Verstappen eventually worked the quickest time on the mediums down to a 1m06.511s towards the end of the opening 20 minutes – after losing a slower time that had briefly stood as the session’s then best time for running too wide out of the final corner, which was an area where several drivers lost time for exceeding track limits.
Mercedes led the pack out on the soft tyres at the start of the middle segment, with Hamilton taking the red-walled rubber back to the top spot on a 1m06.390s.
Bottas then leapt up the order after sitting at the bottom of the times at the end of the medium-tyre running, going quickest on a 1m06.386s – his second lap on the softs – with 25 minutes of the session completed.
Robert Kubica, Alfa Romeo Racing C41, Valtteri Bottas, Mercedes W12, and Carlos Sainz Jr., Ferrari SF21
Photo by: Zak Mauger / Motorsport Images
Hamilton then moved back ahead of his team-mate with a 1m06.332s, which stood as his best time until the end of the session, despite his car clouting the large kerbs beyond the normal red and white kerbs exiting the penultimate corner (the lap was legal because Hamilton’s right-side wheels remained on the normal kerbs) which produced a big cloud of dust as the car’s plank struck the larger kerbs and rubbed along it.
Red Bull then sent its cars out on softs just past the session’s halfway point, but the time they were now aiming for was Gasly’s 1m06.116s – the AlphaTauri driver having been among the leading drivers throughout the early running.
Verstappen duly retook first with his first lap on the softs, a 1m05.910s, which stood as the best time for the rest of FP1 as the teams switched to long run data gathering in the final 20 minutes, with Friday’s second session currently threatened by rain.
Running behind Verstappen, Bottas was going for another flying lap on the softs and he put in the session’s fastest times in the opening two sectors.
But the Mercedes driver ran too wide exiting the final corner and lost over 0.2s to Verstappen, with the time soon being deleted in any case for violating track limits at that point.

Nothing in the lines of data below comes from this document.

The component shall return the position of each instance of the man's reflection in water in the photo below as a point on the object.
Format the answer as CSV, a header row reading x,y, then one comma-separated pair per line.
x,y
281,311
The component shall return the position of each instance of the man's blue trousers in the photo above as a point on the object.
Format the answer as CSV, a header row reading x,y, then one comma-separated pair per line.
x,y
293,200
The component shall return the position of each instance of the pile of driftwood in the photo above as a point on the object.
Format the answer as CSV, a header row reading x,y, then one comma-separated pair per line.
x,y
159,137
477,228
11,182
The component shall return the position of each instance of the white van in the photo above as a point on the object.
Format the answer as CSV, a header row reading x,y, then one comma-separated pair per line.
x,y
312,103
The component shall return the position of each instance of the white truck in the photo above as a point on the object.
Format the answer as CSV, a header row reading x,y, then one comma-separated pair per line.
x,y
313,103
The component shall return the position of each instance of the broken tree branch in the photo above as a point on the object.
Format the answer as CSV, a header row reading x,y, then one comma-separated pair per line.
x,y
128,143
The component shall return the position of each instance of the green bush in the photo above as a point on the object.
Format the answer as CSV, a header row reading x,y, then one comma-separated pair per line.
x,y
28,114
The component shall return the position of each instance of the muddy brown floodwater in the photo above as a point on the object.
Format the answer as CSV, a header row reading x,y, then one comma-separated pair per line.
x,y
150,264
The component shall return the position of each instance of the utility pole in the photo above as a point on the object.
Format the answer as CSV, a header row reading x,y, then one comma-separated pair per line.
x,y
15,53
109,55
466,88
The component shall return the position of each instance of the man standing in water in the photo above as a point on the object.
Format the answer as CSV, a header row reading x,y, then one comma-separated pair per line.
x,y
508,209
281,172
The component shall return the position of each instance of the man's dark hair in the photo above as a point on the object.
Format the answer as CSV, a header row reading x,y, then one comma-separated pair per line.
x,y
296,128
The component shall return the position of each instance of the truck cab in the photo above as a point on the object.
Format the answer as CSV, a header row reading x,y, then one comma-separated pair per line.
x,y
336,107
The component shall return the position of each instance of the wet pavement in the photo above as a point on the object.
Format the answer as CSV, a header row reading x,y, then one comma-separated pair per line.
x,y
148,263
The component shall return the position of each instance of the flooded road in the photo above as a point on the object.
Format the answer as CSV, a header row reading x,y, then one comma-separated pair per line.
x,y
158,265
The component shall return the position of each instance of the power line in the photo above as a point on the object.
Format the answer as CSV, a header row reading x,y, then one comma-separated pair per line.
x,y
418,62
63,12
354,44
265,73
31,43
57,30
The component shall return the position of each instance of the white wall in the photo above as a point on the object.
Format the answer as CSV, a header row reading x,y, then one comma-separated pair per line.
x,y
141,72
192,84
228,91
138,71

Bottas therefore stayed fourth in the order, the Finn running close to several other cars during the later long-running, with Alfa Romeo’s Antonio Giovinazzi (who finished ninth) questioning why the Mercedes was pulling across on the long run up the hill to Turn 3 at one stage in the final minutes.
Yuki Tsuonda backed up AlphaTauri’s strong start with fifth on a 1m06.397s, the rookie finishing ahead of Fernando Alonso – who lost several times running too wide through the final corners on the medium and soft tyres – and Esteban Ocon.

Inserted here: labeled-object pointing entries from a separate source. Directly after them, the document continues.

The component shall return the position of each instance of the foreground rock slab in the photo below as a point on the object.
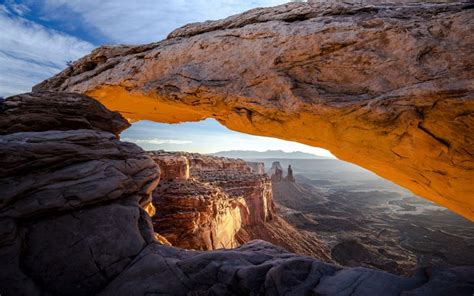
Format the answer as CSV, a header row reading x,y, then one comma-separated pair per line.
x,y
388,87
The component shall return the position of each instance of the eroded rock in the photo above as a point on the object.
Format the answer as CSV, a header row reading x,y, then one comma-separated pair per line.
x,y
388,87
106,245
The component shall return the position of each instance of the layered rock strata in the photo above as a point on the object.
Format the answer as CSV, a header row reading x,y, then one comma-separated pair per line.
x,y
71,195
73,224
386,86
223,204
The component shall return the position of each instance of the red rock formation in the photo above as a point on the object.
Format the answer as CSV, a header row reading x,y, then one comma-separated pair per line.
x,y
194,215
257,167
290,177
173,167
222,205
71,224
387,86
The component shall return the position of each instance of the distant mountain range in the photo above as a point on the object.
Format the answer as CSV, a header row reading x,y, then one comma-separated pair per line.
x,y
248,154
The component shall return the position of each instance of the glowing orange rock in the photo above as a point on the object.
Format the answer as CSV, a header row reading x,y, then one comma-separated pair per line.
x,y
388,88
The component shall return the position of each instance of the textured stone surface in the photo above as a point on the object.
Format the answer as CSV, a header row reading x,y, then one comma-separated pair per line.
x,y
257,167
70,215
223,204
194,215
49,171
57,111
388,87
62,234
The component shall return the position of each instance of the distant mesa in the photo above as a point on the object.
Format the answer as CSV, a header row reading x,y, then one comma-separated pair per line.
x,y
250,154
276,173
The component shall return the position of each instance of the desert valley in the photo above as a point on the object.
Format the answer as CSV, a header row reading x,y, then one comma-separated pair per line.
x,y
379,95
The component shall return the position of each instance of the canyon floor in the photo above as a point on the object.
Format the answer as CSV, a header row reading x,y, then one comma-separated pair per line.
x,y
368,221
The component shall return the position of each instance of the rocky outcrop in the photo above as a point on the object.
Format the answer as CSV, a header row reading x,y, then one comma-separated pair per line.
x,y
276,172
207,209
386,86
222,205
257,167
173,167
86,233
46,111
290,177
70,208
194,215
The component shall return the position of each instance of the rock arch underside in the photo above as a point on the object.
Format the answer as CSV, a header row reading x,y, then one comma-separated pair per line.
x,y
389,87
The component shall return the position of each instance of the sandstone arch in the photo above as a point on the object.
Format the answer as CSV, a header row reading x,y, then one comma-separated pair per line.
x,y
390,88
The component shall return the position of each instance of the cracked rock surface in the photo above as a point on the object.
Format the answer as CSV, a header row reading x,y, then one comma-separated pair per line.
x,y
74,224
386,86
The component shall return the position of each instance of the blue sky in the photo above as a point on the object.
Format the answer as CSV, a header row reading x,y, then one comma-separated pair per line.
x,y
38,37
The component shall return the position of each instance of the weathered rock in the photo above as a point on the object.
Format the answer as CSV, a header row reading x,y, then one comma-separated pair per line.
x,y
106,246
173,167
388,87
70,210
43,111
290,177
257,167
222,205
193,215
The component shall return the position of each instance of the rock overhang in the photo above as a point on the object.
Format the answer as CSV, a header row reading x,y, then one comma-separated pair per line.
x,y
388,87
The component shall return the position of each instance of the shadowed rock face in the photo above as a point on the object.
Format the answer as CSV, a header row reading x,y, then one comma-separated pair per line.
x,y
387,87
74,224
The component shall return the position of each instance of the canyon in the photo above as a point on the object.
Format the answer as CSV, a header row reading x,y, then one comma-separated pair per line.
x,y
385,86
206,203
74,222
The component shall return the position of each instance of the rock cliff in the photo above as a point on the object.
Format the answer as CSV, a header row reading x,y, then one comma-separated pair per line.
x,y
386,86
221,204
72,223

Yuki Tsunoda, AlphaTauri AT02
Photo by: Charles Coates / Motorsport Images
Lance Stroll took eighth for Aston Martin ahead of Giovinazzi, with Charles Leclerc rounding out the top 10 for Ferrari.

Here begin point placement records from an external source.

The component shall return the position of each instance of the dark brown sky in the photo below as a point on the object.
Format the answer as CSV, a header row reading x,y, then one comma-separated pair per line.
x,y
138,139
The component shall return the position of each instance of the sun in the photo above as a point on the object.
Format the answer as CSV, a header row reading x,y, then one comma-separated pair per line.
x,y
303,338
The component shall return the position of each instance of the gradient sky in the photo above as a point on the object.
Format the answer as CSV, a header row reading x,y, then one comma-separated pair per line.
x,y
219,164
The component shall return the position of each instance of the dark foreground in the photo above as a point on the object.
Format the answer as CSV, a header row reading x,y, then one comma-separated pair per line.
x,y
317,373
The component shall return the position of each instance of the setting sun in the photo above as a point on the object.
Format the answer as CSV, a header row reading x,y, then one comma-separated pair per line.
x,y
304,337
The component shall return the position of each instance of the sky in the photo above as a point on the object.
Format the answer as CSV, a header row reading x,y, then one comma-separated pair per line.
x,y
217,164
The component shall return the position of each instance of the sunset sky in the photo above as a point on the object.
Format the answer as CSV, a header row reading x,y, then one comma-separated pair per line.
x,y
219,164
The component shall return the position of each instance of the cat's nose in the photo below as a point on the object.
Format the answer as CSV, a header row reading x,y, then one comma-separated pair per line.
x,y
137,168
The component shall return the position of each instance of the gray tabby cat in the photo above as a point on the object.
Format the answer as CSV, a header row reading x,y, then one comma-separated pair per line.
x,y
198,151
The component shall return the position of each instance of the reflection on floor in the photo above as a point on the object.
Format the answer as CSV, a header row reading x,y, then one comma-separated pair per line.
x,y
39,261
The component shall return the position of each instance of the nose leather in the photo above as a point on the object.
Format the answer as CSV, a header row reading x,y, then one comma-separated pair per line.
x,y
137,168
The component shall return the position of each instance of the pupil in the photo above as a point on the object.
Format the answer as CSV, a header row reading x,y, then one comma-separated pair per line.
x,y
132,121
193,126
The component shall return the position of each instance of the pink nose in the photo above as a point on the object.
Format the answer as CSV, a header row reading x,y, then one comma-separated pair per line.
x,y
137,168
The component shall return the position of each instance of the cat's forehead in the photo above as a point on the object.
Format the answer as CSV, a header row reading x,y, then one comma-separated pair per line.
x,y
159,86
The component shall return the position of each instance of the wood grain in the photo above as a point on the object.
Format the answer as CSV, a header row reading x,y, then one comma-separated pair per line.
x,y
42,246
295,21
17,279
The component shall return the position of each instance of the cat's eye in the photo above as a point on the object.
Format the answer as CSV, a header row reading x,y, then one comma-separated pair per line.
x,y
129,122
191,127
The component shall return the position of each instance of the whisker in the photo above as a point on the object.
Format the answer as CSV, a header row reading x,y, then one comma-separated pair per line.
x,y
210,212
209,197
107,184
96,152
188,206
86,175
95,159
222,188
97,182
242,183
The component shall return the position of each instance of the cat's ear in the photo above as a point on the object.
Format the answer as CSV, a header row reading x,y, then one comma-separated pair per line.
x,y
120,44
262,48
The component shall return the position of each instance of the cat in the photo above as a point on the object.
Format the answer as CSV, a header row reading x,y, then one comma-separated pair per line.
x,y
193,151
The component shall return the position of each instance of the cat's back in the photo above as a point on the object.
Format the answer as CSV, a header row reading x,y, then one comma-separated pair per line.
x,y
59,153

The Scuderia’s drivers both had moments at Turn 1, with Leclerc saving a big snap of oversteer after he climbed over the large yellow kerb in the runoff on the exit in the early stages, while team-mate Carlos Sainz Jr ended his time on the mediums just before 30 minutes had been completed with a spin at this point.
Sainz lost the rear of his SF21 as he got onto the big kerb at the exit of Turn 1 and his car looped around to the left and spun to the inside of the track – briefly blocking the pit exit, which forced Bottas to stop and wait for the Ferrari to turnaround as he was leaving the pits when Sainz spun ahead.
Sainz finished 11th in the final standings.
At the rear of the field, Robert Kubica – standing in for Kimi Raikkonen during FP1 at Alfa – split the Haas drivers, with Mick Schumacher taking 18th ahead of Kubica and Nikita Mazepin.
All three of the trio at the foot of the times had moments at the tight Turn 3, uphill right-hander in the opening minutes of the session, with Kubica spinning Raikkonen’s car at slow speed as he ran the hard tyres for the initial laps.